Especially in my situation, where holding an appreciating asset over 10 years will provide a significant tax reduction. Also I do not plan to sell any stock in the foreseeable future.. leaps I would have to sell at the very latest at expiry, and then I would have to pay 34% tax on capital gains on those leaps.
All true.
NOT-ADVICE
And also - a portfolio management approach that I'm still thinking about and starting to implement, rather than something I've been doing for awhile and have all dialed in.
There are two additional dynamics that leads me to doing these call diagonals (poor man's covered calls). The first is that I prefer having positions on both sides of the share price, or at least the ability to put on meaningful positions on both sides. I don't like doing ICs, but these provide me the call side of an IC like position - profit whichever way the shares go, with each side providing something of a hedge for the other side.
The second is a portfolio management, and adiggs management, dynamic. I have a tendency to use everything available in my positions. I'll use an account with $1M cash to sell 100x$100 wide put spreads for instance. I'll keep em really conservative to make up a really high win rate, but if one of those loses badly then I'll be in trouble. And a related notion - do I compound the positions by taking the $30k gain one week and turning that into 103x$100 wide spreads the next week, and so on? That looks amazing in a spreadsheet, but maintains the % impact of a negative event. And my own personal tendency is to do exactly that.
So my inclination is towards these large and concentrated positions, and to use the accumulating cash to continue growing them.
Where I think I'm headed with this is a roughly 1/3rd cash / 2/3rd leap account distribution. I consider the 2/3rds in leaps to be readily available cash that I won't be using for put spreads. If it helps think of these as retirement accounts, so there isn't any incremental margin that needs to go into the calculation.

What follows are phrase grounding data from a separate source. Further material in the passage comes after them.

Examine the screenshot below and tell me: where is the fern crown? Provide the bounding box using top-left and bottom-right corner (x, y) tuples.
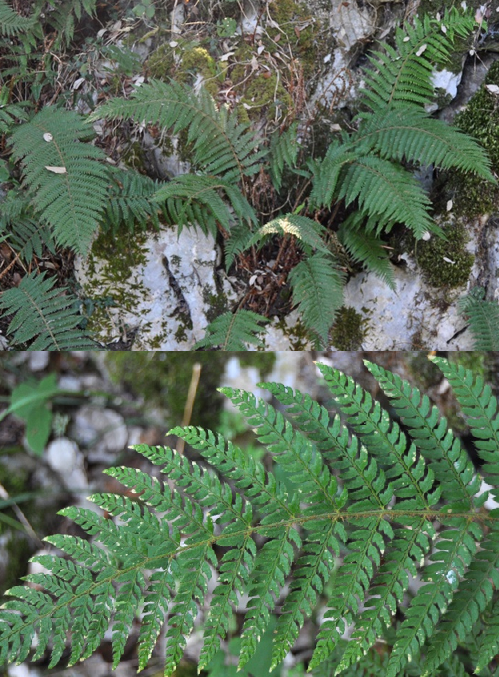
(1, 357), (499, 676)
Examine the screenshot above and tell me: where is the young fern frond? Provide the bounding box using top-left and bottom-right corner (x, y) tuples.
(360, 8), (476, 112)
(338, 213), (395, 289)
(458, 287), (499, 350)
(245, 214), (329, 254)
(9, 107), (110, 255)
(89, 80), (266, 185)
(288, 252), (345, 349)
(0, 190), (56, 262)
(194, 309), (268, 350)
(1, 358), (499, 676)
(0, 271), (96, 349)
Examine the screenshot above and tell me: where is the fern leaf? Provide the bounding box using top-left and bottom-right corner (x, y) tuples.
(102, 168), (164, 233)
(429, 356), (499, 497)
(288, 252), (345, 349)
(353, 107), (496, 182)
(338, 213), (395, 289)
(0, 271), (96, 349)
(307, 140), (359, 209)
(360, 8), (476, 112)
(0, 190), (55, 262)
(194, 309), (268, 350)
(269, 122), (299, 191)
(9, 107), (109, 255)
(0, 0), (37, 35)
(90, 80), (266, 184)
(475, 597), (499, 674)
(246, 213), (329, 255)
(153, 174), (234, 237)
(338, 155), (434, 238)
(458, 287), (499, 350)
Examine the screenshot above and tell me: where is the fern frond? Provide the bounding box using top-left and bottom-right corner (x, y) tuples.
(2, 359), (499, 677)
(353, 107), (496, 182)
(194, 309), (268, 350)
(429, 356), (499, 498)
(0, 87), (30, 132)
(268, 122), (299, 191)
(154, 174), (235, 237)
(288, 252), (345, 349)
(307, 140), (359, 210)
(360, 8), (476, 112)
(458, 287), (499, 350)
(475, 597), (499, 674)
(338, 154), (434, 238)
(102, 168), (165, 233)
(338, 213), (395, 289)
(43, 0), (97, 47)
(90, 80), (266, 184)
(246, 214), (329, 254)
(0, 0), (37, 36)
(9, 107), (109, 255)
(0, 189), (55, 262)
(0, 271), (96, 349)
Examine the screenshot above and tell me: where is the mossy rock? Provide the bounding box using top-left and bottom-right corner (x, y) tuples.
(416, 222), (474, 288)
(147, 43), (221, 98)
(330, 306), (366, 350)
(445, 60), (499, 217)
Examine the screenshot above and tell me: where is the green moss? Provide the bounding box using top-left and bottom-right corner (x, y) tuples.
(416, 222), (474, 288)
(146, 42), (177, 80)
(122, 140), (149, 174)
(147, 43), (220, 98)
(203, 286), (229, 324)
(445, 61), (499, 217)
(330, 306), (366, 350)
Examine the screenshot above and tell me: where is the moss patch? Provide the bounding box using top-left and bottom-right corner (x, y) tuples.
(147, 42), (221, 98)
(416, 222), (474, 288)
(445, 60), (499, 217)
(330, 306), (366, 350)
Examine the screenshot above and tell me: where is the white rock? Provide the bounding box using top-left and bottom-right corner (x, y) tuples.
(71, 406), (128, 458)
(28, 351), (49, 371)
(331, 0), (376, 52)
(46, 438), (88, 491)
(426, 68), (463, 112)
(58, 375), (83, 392)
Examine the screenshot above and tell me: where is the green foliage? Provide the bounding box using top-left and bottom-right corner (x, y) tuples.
(0, 0), (37, 36)
(288, 252), (345, 348)
(0, 190), (56, 262)
(245, 213), (330, 254)
(1, 358), (499, 676)
(194, 309), (269, 350)
(417, 222), (474, 288)
(0, 271), (97, 350)
(458, 287), (499, 350)
(9, 107), (109, 255)
(269, 121), (300, 192)
(102, 168), (165, 234)
(0, 374), (61, 456)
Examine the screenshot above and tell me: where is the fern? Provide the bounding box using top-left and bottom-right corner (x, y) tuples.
(194, 309), (268, 350)
(287, 252), (345, 349)
(269, 121), (300, 192)
(1, 358), (499, 676)
(0, 0), (38, 36)
(457, 288), (499, 350)
(338, 212), (395, 289)
(0, 271), (96, 349)
(89, 80), (267, 185)
(102, 168), (165, 234)
(245, 214), (330, 255)
(9, 107), (110, 255)
(0, 189), (56, 262)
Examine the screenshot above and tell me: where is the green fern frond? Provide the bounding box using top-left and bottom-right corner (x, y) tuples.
(1, 358), (499, 676)
(269, 122), (299, 191)
(0, 0), (37, 36)
(154, 174), (235, 237)
(338, 213), (395, 289)
(338, 154), (434, 238)
(288, 252), (345, 349)
(90, 80), (266, 184)
(0, 271), (96, 349)
(102, 168), (165, 233)
(360, 8), (476, 112)
(0, 190), (55, 263)
(0, 87), (30, 132)
(307, 140), (359, 210)
(246, 214), (329, 254)
(9, 107), (110, 255)
(43, 0), (97, 47)
(457, 287), (499, 350)
(353, 107), (496, 182)
(194, 309), (268, 350)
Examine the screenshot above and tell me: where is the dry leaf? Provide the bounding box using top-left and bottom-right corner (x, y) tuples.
(446, 199), (453, 211)
(486, 84), (499, 95)
(43, 133), (53, 142)
(45, 166), (67, 174)
(416, 44), (427, 57)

Now in that $1M account I'm using ~$333k for put spreads, and the other 2/3rds are in leaps. That gets me a LOT of delta but mostly the resource is in use and keeps my put spread sizing down. As the value of the account increases I will periodically reevaluate and decide whether I need more or less leaps to stay in the vicinity of that 1/3rd to 2/3rds ratio.

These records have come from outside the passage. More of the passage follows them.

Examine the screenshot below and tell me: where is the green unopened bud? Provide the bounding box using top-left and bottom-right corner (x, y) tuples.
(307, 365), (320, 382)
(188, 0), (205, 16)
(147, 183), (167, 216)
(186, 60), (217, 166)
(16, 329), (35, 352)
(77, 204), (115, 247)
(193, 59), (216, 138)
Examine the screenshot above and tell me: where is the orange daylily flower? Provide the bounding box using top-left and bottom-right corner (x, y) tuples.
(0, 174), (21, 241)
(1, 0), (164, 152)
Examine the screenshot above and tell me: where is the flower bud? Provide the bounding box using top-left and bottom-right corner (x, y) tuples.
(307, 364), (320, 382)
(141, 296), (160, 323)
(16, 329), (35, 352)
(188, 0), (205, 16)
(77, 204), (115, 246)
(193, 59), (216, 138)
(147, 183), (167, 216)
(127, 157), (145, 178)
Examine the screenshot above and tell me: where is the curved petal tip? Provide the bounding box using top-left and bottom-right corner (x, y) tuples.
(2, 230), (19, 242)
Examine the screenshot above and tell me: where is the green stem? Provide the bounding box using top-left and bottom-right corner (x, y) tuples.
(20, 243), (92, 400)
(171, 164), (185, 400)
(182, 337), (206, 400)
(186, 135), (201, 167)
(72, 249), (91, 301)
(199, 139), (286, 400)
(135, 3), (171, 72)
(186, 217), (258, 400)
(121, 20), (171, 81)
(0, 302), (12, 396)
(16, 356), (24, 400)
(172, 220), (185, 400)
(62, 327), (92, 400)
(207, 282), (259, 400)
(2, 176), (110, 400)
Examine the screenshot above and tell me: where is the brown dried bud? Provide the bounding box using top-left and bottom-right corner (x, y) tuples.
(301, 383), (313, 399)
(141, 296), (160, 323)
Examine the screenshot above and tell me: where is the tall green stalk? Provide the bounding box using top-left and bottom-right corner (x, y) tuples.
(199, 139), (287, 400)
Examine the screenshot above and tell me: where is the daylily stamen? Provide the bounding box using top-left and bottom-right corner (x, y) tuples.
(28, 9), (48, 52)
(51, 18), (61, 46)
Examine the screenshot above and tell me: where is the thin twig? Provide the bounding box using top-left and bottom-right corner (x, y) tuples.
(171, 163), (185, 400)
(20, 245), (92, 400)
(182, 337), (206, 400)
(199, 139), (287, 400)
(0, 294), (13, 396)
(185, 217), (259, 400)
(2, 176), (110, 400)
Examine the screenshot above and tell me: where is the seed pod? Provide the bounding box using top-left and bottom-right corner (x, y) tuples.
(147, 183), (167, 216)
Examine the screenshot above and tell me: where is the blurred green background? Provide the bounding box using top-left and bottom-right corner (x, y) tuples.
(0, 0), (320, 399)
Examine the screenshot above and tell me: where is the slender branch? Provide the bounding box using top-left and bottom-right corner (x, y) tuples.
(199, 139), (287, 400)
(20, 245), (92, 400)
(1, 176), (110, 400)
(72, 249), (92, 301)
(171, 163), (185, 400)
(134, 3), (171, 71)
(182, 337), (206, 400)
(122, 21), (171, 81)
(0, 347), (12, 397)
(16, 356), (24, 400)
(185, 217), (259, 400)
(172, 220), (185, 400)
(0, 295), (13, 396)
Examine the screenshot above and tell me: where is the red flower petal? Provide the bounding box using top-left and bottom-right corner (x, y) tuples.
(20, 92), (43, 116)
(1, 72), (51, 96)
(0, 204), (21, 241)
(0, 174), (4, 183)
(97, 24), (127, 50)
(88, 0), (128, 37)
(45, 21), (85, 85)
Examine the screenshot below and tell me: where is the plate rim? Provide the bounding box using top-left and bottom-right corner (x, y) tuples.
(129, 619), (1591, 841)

I think of the leaps as being cash, specifically for the purpose of restarting the put spreads should I take a serious loss in the spreads. I'll be in 100% max loss positions, so taking 20-50% losses are certainly something that needs to be planned for.
Maybe I go 50/50 but the principle and motivation are the same. I'm not in this for a week or a month of good trades; I hope to make this my family's income for years to come. Until we have so much that we really don't want to continue or I get bored with it. I need to maintain a buffer that handles any big losses.
This rebalancing process will, I think, get me into a dollar cost averaging position with a tendency to sell leaps at relatively high share prices (big share price run pushes the value of the leaps above the 2/3rds level, causing me to sell some of those leaps via aggressive cc's, to bring the cash/leaps ratio back in line).
A big share price drop will leave me with more cash than the target ratio, and therefore I'll be buying some leaps to bring the account back into line. Thus buying leaps on the way down and at relatively low prices.
Buy low, sell high, and now I've given myself permission to run very large and concentrated positions with the ability to take high % losses early and keep the income flowing.
Or so I'm theorizing and starting to drift towards.